Bakuchiol inhibits lung cancer by modulating tumor microenvironment and the expression of PD-L1

Immune checkpoint therapy is an emerging frontier in cancer therapy. With the aim to develop an efficient herb derived compound to facilitate immune checkpoint therapy, here we investigate if a herb-derived compound, Bakuchiol (BAK), can be used to treat lung cancer and elucidate if BAK could serve as a PD-L1 regulator. To this end, a murine lung cancer model was established by subcutaneously inoculating murine Lewis lung carcinoma (LLC) cells. BAK of 5 to 40 mg/kg was used for treatment in vivo for 15 days. On Day 15, the population of CD4+ and CD8+ T cells, Treg cells. BAK could effectively inhibit tumor growth by starting treatment either on Day 0 or 6 after tumor inoculation at doses of 5−40 mg/kg. BAK treatment increased the population of cytotoxic immune cells (i.e., CD8+ T cells, and M1 macrophages), meanwhile decreasing pro-tumor immune cells (i.e., CD3+ T cells, Treg cells, and M2 macrophages).
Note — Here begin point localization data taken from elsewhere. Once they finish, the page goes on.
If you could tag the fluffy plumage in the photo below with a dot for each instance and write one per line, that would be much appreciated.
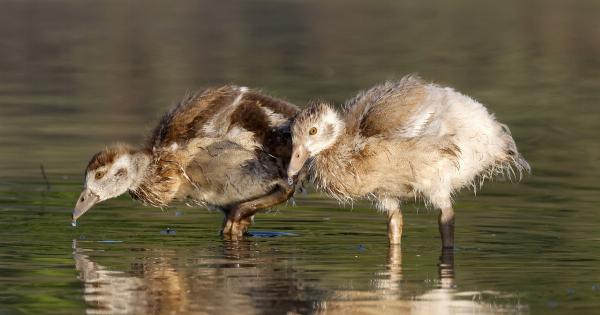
(223, 148)
(403, 140)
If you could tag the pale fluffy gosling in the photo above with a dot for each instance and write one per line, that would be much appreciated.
(403, 140)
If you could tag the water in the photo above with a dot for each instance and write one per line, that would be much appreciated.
(78, 75)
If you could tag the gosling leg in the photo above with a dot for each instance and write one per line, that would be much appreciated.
(446, 226)
(395, 223)
(239, 218)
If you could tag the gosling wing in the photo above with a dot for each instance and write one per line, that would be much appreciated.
(393, 109)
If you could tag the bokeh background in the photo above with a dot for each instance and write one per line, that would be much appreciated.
(76, 76)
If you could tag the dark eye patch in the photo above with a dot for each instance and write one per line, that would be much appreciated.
(99, 175)
(121, 172)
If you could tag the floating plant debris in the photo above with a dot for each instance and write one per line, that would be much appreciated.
(168, 231)
(270, 234)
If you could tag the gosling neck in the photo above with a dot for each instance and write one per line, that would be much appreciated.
(140, 167)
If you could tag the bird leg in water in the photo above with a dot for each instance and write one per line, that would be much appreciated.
(446, 226)
(395, 223)
(238, 219)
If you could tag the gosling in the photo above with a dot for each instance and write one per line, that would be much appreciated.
(403, 140)
(226, 148)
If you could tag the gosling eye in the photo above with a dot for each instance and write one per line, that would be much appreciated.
(99, 175)
(121, 172)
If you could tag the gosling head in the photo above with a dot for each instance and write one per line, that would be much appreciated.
(315, 129)
(109, 174)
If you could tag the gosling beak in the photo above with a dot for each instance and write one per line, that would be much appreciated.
(299, 157)
(86, 201)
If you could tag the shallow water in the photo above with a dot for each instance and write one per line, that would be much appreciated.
(77, 75)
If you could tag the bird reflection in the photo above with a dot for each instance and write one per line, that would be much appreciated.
(240, 278)
(160, 281)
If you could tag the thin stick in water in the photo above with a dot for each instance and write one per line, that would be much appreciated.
(45, 177)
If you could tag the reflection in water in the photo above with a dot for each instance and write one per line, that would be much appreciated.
(238, 281)
(234, 283)
(387, 296)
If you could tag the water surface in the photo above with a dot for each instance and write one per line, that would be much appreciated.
(78, 75)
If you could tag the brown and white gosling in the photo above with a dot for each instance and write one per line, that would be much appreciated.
(402, 140)
(226, 148)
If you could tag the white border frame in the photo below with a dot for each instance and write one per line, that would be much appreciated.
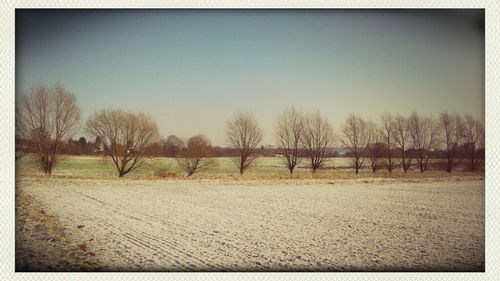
(7, 176)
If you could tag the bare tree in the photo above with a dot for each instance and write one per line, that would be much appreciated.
(423, 134)
(318, 137)
(403, 141)
(172, 145)
(196, 155)
(388, 135)
(46, 118)
(452, 133)
(357, 136)
(127, 137)
(375, 148)
(474, 140)
(243, 136)
(289, 137)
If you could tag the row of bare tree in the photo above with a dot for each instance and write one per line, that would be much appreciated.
(413, 138)
(46, 118)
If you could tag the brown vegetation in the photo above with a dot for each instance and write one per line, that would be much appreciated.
(45, 119)
(289, 137)
(318, 137)
(243, 136)
(127, 137)
(196, 155)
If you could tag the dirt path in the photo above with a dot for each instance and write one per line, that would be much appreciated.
(184, 226)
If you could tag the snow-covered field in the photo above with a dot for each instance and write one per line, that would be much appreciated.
(248, 225)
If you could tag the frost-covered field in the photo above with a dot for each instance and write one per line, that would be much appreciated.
(249, 225)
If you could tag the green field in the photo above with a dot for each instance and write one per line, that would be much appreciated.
(102, 167)
(99, 166)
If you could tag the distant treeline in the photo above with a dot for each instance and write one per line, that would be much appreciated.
(47, 120)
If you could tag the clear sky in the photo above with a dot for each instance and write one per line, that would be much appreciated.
(191, 69)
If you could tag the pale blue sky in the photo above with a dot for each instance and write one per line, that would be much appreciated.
(191, 69)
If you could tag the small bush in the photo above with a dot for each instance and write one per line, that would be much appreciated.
(164, 173)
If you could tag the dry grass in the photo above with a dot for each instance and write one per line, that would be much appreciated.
(42, 244)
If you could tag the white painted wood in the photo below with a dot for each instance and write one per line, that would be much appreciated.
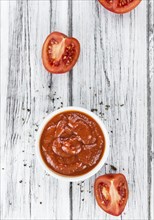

Anti-inflammatory cytokines, including IL1β, IL2, IFNγ, TNF-α, IL4 and IL10 were upregulated by BAK. PD-L1 expression in the tumor was also lowered by BAK. AKT and STAT3 signaling were inhibited by BAK. BAK is an efficient agent in reducing LLC tumor growth. These data support the potential of BAK as a new drug for treating lung cancer by serving as a PD-L1 inhibitor that suppresses the activation of AKT and STAT3.